I'm still not sure what you mean. By key, do you mean a unique key? With some quick searching, I'm not finding any difference in the Postgres docs.
> MySQL will permit this statement to execute
That was disabled by default in 5.7, 6 years ago. I totally agree that it should have been turned on by default earlier, but isn't a valid criticism of modern MySQL.
> Simple date math in SELECTS would result in idiocy
I've never tried that before, and it looks like that hasn't changed. No idea why that doesn't throw an error.
Since 8.0 (April 2018), schema changes are transactional, but you can't include DML changes in the same transaction as a DDL. I haven't found that to be a dealbreaker, but would certainly be nice to have.
No, I mean key[1]. A key is a set of attributes that uniquely identifies a row. The primary key in a table is typically one such key, but tables may also have other such keys. In particular, if the primary key is a surrogate key, there is often another natural key. "Key" is just the general form of all of those things. A key MUST be non-null & unique in most RDBMSs, or it trivially isn't a key.
But an index is just a datastructure to speed up access. You almost always cover the key with an index, as keys are generally the means with which your going to look up other attributes. But one often has other indexes that cover non-keys, e.g., if one wants to search based on some non-key attribute.
So naming the create index command "CREATE KEY" is kind of dumb. I don't think they'll remove it, as it would be a breaking change. (Probably even changing the SHOW CREATE TABLE output to use CREATE INDEX would be breaking to somebody, and I don't see MySQL as being willing to do it…)
> That was disabled by default in 5.7, 6 years ago. I totally agree that it should have been turned on by default earlier, but isn't a valid criticism of modern MySQL.
So it has!
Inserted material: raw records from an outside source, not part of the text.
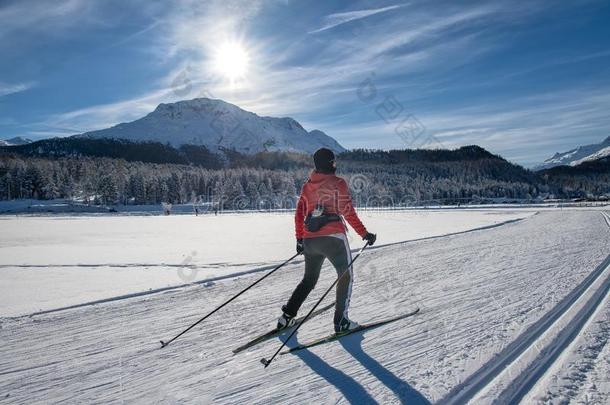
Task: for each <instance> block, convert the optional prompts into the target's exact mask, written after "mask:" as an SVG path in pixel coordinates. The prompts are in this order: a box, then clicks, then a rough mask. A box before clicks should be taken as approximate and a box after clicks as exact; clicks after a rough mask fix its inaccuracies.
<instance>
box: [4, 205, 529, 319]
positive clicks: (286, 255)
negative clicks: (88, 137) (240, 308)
mask: <svg viewBox="0 0 610 405" xmlns="http://www.w3.org/2000/svg"><path fill="white" fill-rule="evenodd" d="M533 213H534V212H533V211H517V210H488V211H468V212H466V211H432V210H430V211H425V210H422V211H406V212H363V213H362V214H361V216H362V220H363V221H364V222H365V224H366V225H367V226H368V227H369V228H370V229H371V231H373V232H377V233H379V240H378V245H383V244H391V243H396V242H401V241H405V240H413V239H418V238H426V237H433V236H439V235H444V234H448V233H455V232H464V231H468V230H471V229H475V228H480V227H486V226H493V225H497V224H500V223H503V222H506V221H514V220H516V219H519V218H525V217H527V216H529V215H532V214H533ZM293 221H294V220H293V215H292V214H264V213H256V214H223V215H219V216H214V215H202V216H199V217H195V216H193V215H180V216H168V217H166V216H107V215H104V216H63V217H62V216H43V217H40V216H33V217H32V216H26V217H14V216H0V228H1V229H2V233H1V235H0V271H1V272H2V284H1V285H0V316H16V315H24V314H31V313H35V312H39V311H47V310H53V309H57V308H62V307H66V306H71V305H79V304H82V303H86V302H92V301H98V300H105V299H111V298H114V297H119V296H124V295H128V294H134V293H135V294H137V293H142V292H148V291H156V290H159V289H164V288H168V287H173V286H181V285H185V284H189V283H193V282H200V281H202V280H203V281H204V282H205V280H209V279H214V278H216V277H223V276H227V275H231V274H236V273H240V272H244V271H250V270H252V269H260V268H266V267H268V266H269V265H270V264H273V263H276V262H282V261H284V260H286V259H287V258H289V257H290V256H292V254H293V252H294V244H295V242H294V240H295V239H294V222H293ZM350 240H351V243H352V245H353V248H357V247H359V246H360V245H362V241H361V240H360V238H359V237H358V236H357V235H355V234H354V233H351V238H350Z"/></svg>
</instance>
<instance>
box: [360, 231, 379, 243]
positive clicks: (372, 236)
mask: <svg viewBox="0 0 610 405" xmlns="http://www.w3.org/2000/svg"><path fill="white" fill-rule="evenodd" d="M362 240H365V241H367V242H368V243H369V245H370V246H373V245H374V244H375V241H376V240H377V235H375V234H374V233H370V232H367V233H366V235H364V238H362Z"/></svg>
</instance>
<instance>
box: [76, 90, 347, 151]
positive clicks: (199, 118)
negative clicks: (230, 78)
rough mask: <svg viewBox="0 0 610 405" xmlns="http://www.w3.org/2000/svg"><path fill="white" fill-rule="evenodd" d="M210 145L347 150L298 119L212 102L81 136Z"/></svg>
mask: <svg viewBox="0 0 610 405" xmlns="http://www.w3.org/2000/svg"><path fill="white" fill-rule="evenodd" d="M75 136H76V137H85V138H96V139H100V138H112V139H125V140H130V141H154V142H161V143H169V144H170V145H172V146H174V147H180V146H181V145H198V146H205V147H206V148H208V149H210V150H211V151H213V152H216V151H219V150H222V149H232V150H236V151H238V152H240V153H246V154H252V153H258V152H265V151H268V152H274V151H278V152H305V153H312V152H314V151H315V150H317V149H319V148H321V147H327V148H329V149H331V150H333V151H335V152H339V153H340V152H343V151H345V148H344V147H343V146H341V145H340V144H339V143H338V142H337V141H336V140H335V139H333V138H332V137H330V136H328V135H327V134H325V133H324V132H322V131H320V130H317V129H314V130H311V131H307V130H306V129H305V128H303V126H302V125H301V124H300V123H299V122H298V121H296V120H295V119H293V118H290V117H283V118H276V117H269V116H259V115H257V114H255V113H253V112H250V111H247V110H244V109H242V108H241V107H239V106H237V105H234V104H231V103H228V102H226V101H223V100H217V99H210V98H205V97H204V98H195V99H192V100H183V101H178V102H175V103H161V104H159V105H158V106H157V107H156V108H155V109H154V110H153V111H152V112H151V113H149V114H147V115H146V116H144V117H142V118H139V119H137V120H135V121H131V122H127V123H120V124H117V125H115V126H113V127H110V128H106V129H101V130H97V131H90V132H85V133H83V134H79V135H75Z"/></svg>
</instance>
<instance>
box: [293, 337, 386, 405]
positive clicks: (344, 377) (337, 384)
mask: <svg viewBox="0 0 610 405" xmlns="http://www.w3.org/2000/svg"><path fill="white" fill-rule="evenodd" d="M297 335H298V333H297V334H295V335H294V337H293V338H292V339H290V342H288V343H287V344H286V346H287V347H295V346H297V345H298V344H299V342H298V339H297ZM284 339H285V337H283V338H282V340H284ZM294 355H295V356H297V357H298V358H300V359H301V360H302V361H303V362H304V363H305V364H306V365H307V366H308V367H309V368H311V369H312V370H313V371H314V372H315V373H316V374H318V375H319V376H320V377H322V378H324V379H325V380H326V381H328V382H329V383H330V384H332V385H334V386H335V387H336V388H337V389H338V390H339V391H340V392H341V394H343V396H344V397H345V399H347V400H348V401H349V402H350V403H352V404H377V401H375V400H374V399H373V397H371V395H370V394H369V393H368V392H366V390H365V389H364V387H363V386H362V385H360V384H359V383H358V382H357V381H356V380H354V379H353V378H352V377H350V376H349V375H347V374H345V373H344V372H343V371H341V370H338V369H336V368H334V367H332V366H330V365H329V364H328V363H326V362H325V361H324V360H322V359H321V358H319V357H318V356H316V355H315V354H313V353H312V352H311V351H309V350H307V349H304V350H299V351H298V352H295V353H294ZM305 402H307V401H305Z"/></svg>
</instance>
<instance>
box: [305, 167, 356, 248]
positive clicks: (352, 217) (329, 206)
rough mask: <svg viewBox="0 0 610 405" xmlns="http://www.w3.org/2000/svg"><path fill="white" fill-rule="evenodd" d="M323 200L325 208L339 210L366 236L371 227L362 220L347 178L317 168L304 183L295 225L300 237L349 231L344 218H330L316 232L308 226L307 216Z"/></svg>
mask: <svg viewBox="0 0 610 405" xmlns="http://www.w3.org/2000/svg"><path fill="white" fill-rule="evenodd" d="M318 204H322V205H323V206H324V212H325V213H328V214H339V215H342V216H343V218H345V220H346V221H347V222H348V223H349V224H350V225H351V226H352V228H354V230H355V231H356V232H357V233H358V235H360V236H361V237H364V235H366V233H367V230H366V228H365V227H364V225H362V222H360V219H359V218H358V214H356V210H355V209H354V206H353V204H352V196H351V194H350V192H349V187H348V186H347V183H346V182H345V180H343V179H342V178H341V177H337V176H335V175H334V174H325V173H318V172H316V171H313V172H312V173H311V175H310V176H309V180H308V181H307V183H305V184H304V185H303V190H301V197H300V198H299V202H298V204H297V210H296V213H295V215H294V225H295V230H296V237H297V239H302V238H315V237H316V236H326V235H332V234H336V233H345V232H346V228H345V225H344V223H343V221H333V222H329V223H328V224H326V225H325V226H323V227H322V228H321V229H320V230H318V231H316V232H309V231H308V230H307V229H306V228H305V223H304V222H305V218H306V217H307V215H308V214H309V213H311V212H312V211H313V210H314V209H315V208H316V205H318Z"/></svg>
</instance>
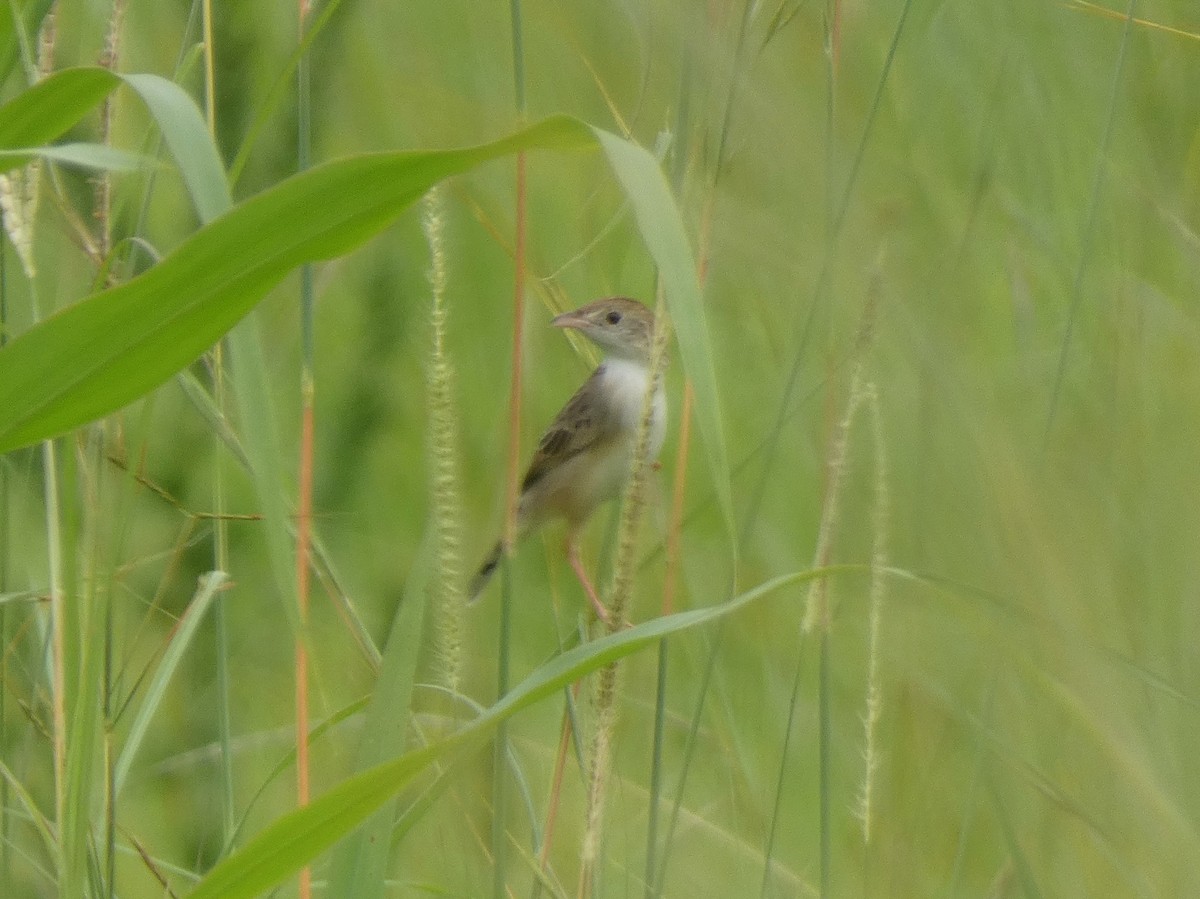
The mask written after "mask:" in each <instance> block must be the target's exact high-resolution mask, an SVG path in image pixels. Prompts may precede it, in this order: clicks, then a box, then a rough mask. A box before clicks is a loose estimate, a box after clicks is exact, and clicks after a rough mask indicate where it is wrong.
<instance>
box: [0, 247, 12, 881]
mask: <svg viewBox="0 0 1200 899" xmlns="http://www.w3.org/2000/svg"><path fill="white" fill-rule="evenodd" d="M7 342H8V241H7V239H6V238H5V235H4V229H2V228H0V349H2V348H4V346H5V344H6V343H7ZM11 513H12V510H11V509H10V508H8V466H6V465H5V463H4V461H2V460H0V594H4V593H7V592H8V588H10V587H8V569H10V567H11V565H12V546H11V544H10V533H8V516H10V515H11ZM7 647H8V610H7V607H6V605H5V604H0V681H2V682H5V683H8V672H7V670H6V667H7V658H8V652H7ZM7 694H8V691H7V690H0V756H5V755H7V753H6V750H7V745H8V729H7V727H6V726H5V721H7V720H8V708H7V702H6V700H7ZM8 791H10V787H8V779H7V778H0V882H4V883H11V882H12V820H11V815H10V814H8V802H10V797H8Z"/></svg>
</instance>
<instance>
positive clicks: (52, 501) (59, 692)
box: [42, 440, 71, 885]
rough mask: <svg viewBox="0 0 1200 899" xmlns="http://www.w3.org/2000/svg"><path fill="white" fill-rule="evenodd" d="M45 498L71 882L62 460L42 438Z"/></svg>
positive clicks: (57, 859)
mask: <svg viewBox="0 0 1200 899" xmlns="http://www.w3.org/2000/svg"><path fill="white" fill-rule="evenodd" d="M42 479H43V493H42V502H43V504H44V505H46V555H47V567H48V573H47V575H48V585H49V594H50V671H52V682H50V696H52V705H53V712H52V715H53V721H54V820H55V822H56V826H58V828H59V831H58V849H59V857H58V859H56V861H58V874H59V883H60V885H62V883H64V882H70V880H71V879H70V876H68V870H67V867H68V859H67V851H66V849H67V846H66V834H65V833H64V825H65V823H66V777H67V711H66V635H65V634H64V630H65V628H66V595H65V592H64V587H62V583H64V579H62V527H61V515H60V497H59V477H58V460H56V459H55V450H54V440H43V442H42Z"/></svg>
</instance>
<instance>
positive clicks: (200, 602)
mask: <svg viewBox="0 0 1200 899" xmlns="http://www.w3.org/2000/svg"><path fill="white" fill-rule="evenodd" d="M228 580H229V577H228V575H226V574H224V573H223V571H210V573H208V574H206V575H204V576H203V577H202V579H200V582H199V586H197V588H196V595H194V597H192V601H191V603H190V604H188V606H187V611H186V612H184V617H182V618H180V619H179V624H178V625H176V628H175V631H174V634H172V636H170V642H169V645H168V646H167V652H164V653H163V654H162V659H161V660H160V663H158V666H157V669H156V670H155V673H154V677H152V678H151V679H150V687H149V688H146V691H145V696H143V697H142V705H140V706H139V707H138V712H137V715H136V717H134V718H133V724H132V725H131V726H130V733H128V737H126V739H125V744H124V745H122V747H121V754H120V755H119V756H118V759H116V768H115V771H114V772H113V795H114V798H115V797H116V796H120V793H121V787H122V786H124V785H125V778H126V777H128V773H130V768H131V767H132V765H133V757H134V756H136V755H137V754H138V750H139V749H140V748H142V741H143V739H144V738H145V735H146V731H148V730H149V729H150V720H151V719H152V718H154V715H155V713H156V712H157V711H158V705H160V703H161V702H162V697H163V695H164V694H166V693H167V685H168V684H169V683H170V679H172V677H173V676H174V675H175V669H178V667H179V663H180V661H181V660H182V658H184V653H185V652H186V651H187V647H190V646H191V645H192V637H193V636H196V630H197V628H198V627H199V624H200V622H202V621H203V619H204V613H205V612H206V611H208V610H209V606H210V605H211V604H212V598H214V597H216V594H217V592H218V591H220V589H221V587H223V586H224V585H226V582H227V581H228Z"/></svg>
I've used MySQL within the last 6 years, and definitely have hit this, so… IDK. It was 5.<something> but that's not really saying a lot given how long the 5.x series persisted. We were on a managed service, and I wonder if our service host was holding us back, here.
Also, at least in the Docker container, the default encoding does seem to at least be utf8mb4, which is good, though I kinda wish they'd just get rid of "utf8" and make utf8mb4 utf8, but, this'll probably do the job. So, good to see MySQL has improved, I guess, but for me personally it took much too long.
Related to some of the comments here, we are building PolyScale.ai https://www.polyscale.ai/ which is a global database cache. This solves regional latency and read query performance (concurrency), whilst maintaining the transactionality of the origin database.
When I looked at it a few months ago, it had some limitations (lack of referential integrity, MySQL version compatibility) but I'm not sure if they've been addressed (or, in some cases, if they are possible to address).
Anyway, always nice to see more competition in such a fundamentally important space, so congrats!